Editor:
As many have cynically suspected from the start, former cabinet minister Barry Penner confirmed on Sept. 14 in a meeting with local residents that the contentious Pender Harbour Dock Management Plan (DMP) is a strategic legal move by Premier Clark to end a string of lost Supreme Court decisions stretching from Calder, Delgamuek, Haida, to the recent Chilcotin verdict.
Penner underlined the intention of the province to demonstrate a reasonable attempt at accommodation with First Nations because a number of developments along the Fraser and Howe Sound are vulnerable to tenure challenges. Without tenure certainty, financial investments are on hold. The only avenue to overcoming the legal barrier is a clause in the Chilcotin decision leaving the door open to some form of reasonable act of reconciliation with First Nations from both the province and local citizens.
Climate activists are sympathetic to First Nations when it comes to protecting the coast from the danger of tankers, pipelines and coal ports.

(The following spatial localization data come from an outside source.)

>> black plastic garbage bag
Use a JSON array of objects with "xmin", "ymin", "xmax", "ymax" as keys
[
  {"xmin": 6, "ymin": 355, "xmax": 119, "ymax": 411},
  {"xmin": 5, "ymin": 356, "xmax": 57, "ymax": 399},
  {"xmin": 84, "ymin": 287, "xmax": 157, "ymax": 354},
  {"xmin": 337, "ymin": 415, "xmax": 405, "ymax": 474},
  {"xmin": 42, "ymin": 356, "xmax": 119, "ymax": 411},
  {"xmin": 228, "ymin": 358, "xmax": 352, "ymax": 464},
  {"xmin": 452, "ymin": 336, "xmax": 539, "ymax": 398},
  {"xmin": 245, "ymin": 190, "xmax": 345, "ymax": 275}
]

Just what will be acceptable to reach an accommodation is an open question.
Certainly Pender residents are feeling let down by their elected representatives. Penner implied that local folks shouldn’t be too hopeful of changing what appears to be a done deal.
Penner will submit his recommendations to Premier Clark after the federal election on Oct. 19 when the political landscape will be different. Meanwhile local residents are looking at the DMP from the point of view of pawns in a chess game by B.C. to cosmetically dress up its legal groundwork in its struggles over land claims.
Hardly a principled approach to public transparency and democracy!